2. The offset cancel output circuit according to claim 1 , wherein the switching element circuit has a second field effect transistor which is turned ON during the reset operation to apply the reference voltage to the inverted input port, and during the reset operation and the normal output operation, the switching element circuit applies the first potential to a substrate of each of the first and second field effect transistors, and when switching the gray scale voltage during the normal output operation, applies the second potential instead of the first potential to the substrate so as to prevent a leakage current from flowing to the substrate from the source or the drain of each of the first and second field effect transistors.

3. The offset cancel output circuit according to claim 2 , wherein the second potential is equal to a power supply voltage at a level higher than the reference voltage when each of the first and second field effect transistors is a P-channel field effect transistor, and is equal to an ground potential at a level lower than the reference voltage when each of the first and second field effect transistors is an N-channel field effect transistor.

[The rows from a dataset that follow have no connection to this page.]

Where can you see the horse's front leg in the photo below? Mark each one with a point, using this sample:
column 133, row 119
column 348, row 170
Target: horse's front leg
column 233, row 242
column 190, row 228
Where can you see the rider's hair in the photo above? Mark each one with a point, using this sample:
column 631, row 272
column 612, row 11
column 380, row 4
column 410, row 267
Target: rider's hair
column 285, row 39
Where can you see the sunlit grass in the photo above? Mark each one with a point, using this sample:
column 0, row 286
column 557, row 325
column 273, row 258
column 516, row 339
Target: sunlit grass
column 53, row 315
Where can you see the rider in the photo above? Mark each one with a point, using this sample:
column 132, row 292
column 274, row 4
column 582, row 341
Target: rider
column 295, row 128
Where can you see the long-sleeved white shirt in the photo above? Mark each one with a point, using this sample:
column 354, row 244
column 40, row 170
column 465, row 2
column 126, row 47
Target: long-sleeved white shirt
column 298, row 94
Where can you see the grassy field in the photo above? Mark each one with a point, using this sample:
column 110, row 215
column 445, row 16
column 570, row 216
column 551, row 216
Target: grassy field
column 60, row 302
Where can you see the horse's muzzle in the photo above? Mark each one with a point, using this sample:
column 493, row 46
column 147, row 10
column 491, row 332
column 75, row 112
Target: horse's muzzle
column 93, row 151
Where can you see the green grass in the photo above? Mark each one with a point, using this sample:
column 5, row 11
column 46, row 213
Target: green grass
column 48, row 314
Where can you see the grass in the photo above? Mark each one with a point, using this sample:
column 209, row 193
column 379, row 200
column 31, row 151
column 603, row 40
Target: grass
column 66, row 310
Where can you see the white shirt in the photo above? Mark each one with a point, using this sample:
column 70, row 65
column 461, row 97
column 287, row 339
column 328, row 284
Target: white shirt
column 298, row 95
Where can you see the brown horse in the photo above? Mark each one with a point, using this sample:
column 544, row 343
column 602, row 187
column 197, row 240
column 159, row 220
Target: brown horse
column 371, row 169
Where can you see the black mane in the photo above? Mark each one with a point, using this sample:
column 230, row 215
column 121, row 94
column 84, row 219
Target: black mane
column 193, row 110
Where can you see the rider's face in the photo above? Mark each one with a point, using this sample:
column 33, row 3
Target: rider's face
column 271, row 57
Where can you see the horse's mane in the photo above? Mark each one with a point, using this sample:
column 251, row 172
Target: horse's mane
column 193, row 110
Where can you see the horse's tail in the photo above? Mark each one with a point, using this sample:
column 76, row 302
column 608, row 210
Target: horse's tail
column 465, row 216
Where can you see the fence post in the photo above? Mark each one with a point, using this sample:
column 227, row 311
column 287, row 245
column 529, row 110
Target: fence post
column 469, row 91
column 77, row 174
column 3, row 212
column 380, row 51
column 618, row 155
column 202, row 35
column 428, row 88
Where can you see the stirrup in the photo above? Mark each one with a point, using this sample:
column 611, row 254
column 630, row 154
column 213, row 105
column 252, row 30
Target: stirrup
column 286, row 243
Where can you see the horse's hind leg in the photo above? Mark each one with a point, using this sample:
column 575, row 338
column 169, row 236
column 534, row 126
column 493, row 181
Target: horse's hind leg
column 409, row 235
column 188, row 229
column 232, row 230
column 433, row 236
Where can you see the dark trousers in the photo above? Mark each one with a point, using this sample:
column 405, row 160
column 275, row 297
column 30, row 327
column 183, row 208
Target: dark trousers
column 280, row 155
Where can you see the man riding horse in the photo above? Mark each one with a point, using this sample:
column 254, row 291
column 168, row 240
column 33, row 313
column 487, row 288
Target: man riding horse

4. The offset cancel output circuit according to claim 2 , wherein when switching the gray scale voltage during the normal output operation, a voltage at a level different from the reference voltage is applied to a gate of each of the first and second field effect transistors.

5. The offset cancel output circuit according to claim 3 , wherein when switching the gray scale voltage during the normal output operation, a voltage at a level different from the reference voltage is applied to a gate of each of the first and second field effect transistors.

6. The offset cancel output circuit according to claim 1 , wherein when switching the gray scale voltage during the normal output operation, the second potential is applied to the substrate for a predetermined period of time.

7. The offset cancel output circuit according to claim 1 , wherein when switching the gray scale voltage during the normal output operation, a period of time during which the second potential is applied to the substrate is a period required for the output voltage of the operational amplifier or the gray scale voltage to reach a threshold value that is defined corresponding to a voltage to be reached.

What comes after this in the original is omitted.